# Philips 42PFL7623D/10 Sound /bass



## rigby1987 (Jul 30, 2015)

Hello i wonder if anyone could help me i posted this before but it hasnt shown up on the forum .

I have a 42PFL7623D/10 ambilight tv that i am having a problem with . Im wanting to turn the bass off completely as i live in a flat and have neighbors below me . I have tried turning the sliders on the equalizer all the way down to no avail.

I have also upgraded the software firmware to the latest via usb which hasnt changed . The thing is on default settings its good sound dont get me wrong i like the bass but it would be nice to turn it off completely at night which so far i have been able to do . when i turn the levels down it does reduce the bass but im wanting to completely kill it for night time say for if i want to watch a dvd . 

I was thinking is the only option buying some external speakers and having them as my main source of audio output so i could maybe change the bass level of them?

Any help would be great , I have added a link to the picture of the connection the tv has . Thanks in advance

https://www.dropbox.com/sc/8zinrfujo9ws4fu/AABBfThPu6myASqr7aM5Ehjua


----------



## JimE (Apr 16, 2009)

You can't completely remove bass using standard controls without totally ruining sound quality. Even a normal speaking voice of a man has "bass". So removing all bass from the audio could actually remove vocals. 

TV's generally have really crappy speakers anyway, much less produce a large amount of bass (at least none that I've used, and not at moderate to low volume). The biggest control is the volume. Unless you have the volume cranked really high, I don't see how your neighbors can have anything to complain about.

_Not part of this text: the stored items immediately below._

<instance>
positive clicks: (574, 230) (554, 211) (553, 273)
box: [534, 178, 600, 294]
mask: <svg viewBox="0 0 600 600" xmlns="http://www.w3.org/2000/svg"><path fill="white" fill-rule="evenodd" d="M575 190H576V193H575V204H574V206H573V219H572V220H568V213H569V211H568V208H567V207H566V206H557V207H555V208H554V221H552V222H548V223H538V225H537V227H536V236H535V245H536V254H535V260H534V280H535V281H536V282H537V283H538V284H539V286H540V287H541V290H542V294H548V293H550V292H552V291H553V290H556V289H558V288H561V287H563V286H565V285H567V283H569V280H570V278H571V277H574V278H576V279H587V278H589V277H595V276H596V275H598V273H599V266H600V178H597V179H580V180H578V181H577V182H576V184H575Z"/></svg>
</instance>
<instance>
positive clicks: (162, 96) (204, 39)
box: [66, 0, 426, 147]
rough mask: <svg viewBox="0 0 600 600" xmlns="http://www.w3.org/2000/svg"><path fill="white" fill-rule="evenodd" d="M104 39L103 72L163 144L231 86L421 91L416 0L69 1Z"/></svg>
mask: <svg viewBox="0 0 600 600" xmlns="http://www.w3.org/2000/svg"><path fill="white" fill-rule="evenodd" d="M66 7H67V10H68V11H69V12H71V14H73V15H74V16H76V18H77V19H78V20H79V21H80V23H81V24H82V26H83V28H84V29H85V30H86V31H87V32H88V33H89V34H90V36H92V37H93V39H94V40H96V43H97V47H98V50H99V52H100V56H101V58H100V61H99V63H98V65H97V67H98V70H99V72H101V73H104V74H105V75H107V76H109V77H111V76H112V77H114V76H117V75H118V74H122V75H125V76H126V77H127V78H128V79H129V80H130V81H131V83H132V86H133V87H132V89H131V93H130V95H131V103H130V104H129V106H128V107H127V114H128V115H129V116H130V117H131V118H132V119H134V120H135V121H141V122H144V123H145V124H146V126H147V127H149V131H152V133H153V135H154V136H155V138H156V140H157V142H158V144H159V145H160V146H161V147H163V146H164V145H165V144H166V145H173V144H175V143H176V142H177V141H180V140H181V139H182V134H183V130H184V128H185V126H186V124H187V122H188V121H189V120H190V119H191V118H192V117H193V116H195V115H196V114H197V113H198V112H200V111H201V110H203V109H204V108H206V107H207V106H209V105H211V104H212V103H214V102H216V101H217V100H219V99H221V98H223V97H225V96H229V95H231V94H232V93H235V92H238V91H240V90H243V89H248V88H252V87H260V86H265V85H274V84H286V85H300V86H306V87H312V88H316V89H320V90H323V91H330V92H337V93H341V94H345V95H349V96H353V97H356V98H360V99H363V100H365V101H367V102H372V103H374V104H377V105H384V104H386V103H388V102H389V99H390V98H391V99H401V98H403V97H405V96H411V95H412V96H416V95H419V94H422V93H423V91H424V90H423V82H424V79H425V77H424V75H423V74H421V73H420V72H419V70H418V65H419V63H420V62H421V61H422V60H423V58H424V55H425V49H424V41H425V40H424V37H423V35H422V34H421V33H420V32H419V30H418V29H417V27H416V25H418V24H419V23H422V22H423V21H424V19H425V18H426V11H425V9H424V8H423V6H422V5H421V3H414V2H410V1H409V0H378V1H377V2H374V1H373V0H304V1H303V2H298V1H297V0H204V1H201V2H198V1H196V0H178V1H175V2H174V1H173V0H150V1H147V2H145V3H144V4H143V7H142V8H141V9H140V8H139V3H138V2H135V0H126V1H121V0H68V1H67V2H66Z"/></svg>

You could use headphones. Most TV's have a headphone output.


----------



## WereBo (Apr 5, 2008)

If the TV is free-standing, a sort of working 'botch'-job would be to sit the TV on a block of foam (either foam-rubber or styrofoam), as long as it's stiff enough to support the weight without the TV falling over - 1"-1.5" should be thick enough to dampen the bass from the furniture/floor to the neighbours :wink:

Also, does the TV have 'preset' sounds i.e. 'Movie', 'Standard', 'Clear-Voice' etc? If present, the 'Clear-voice' should reduce the bass enough to hear the TV talking, without the neighbours listening in.


----------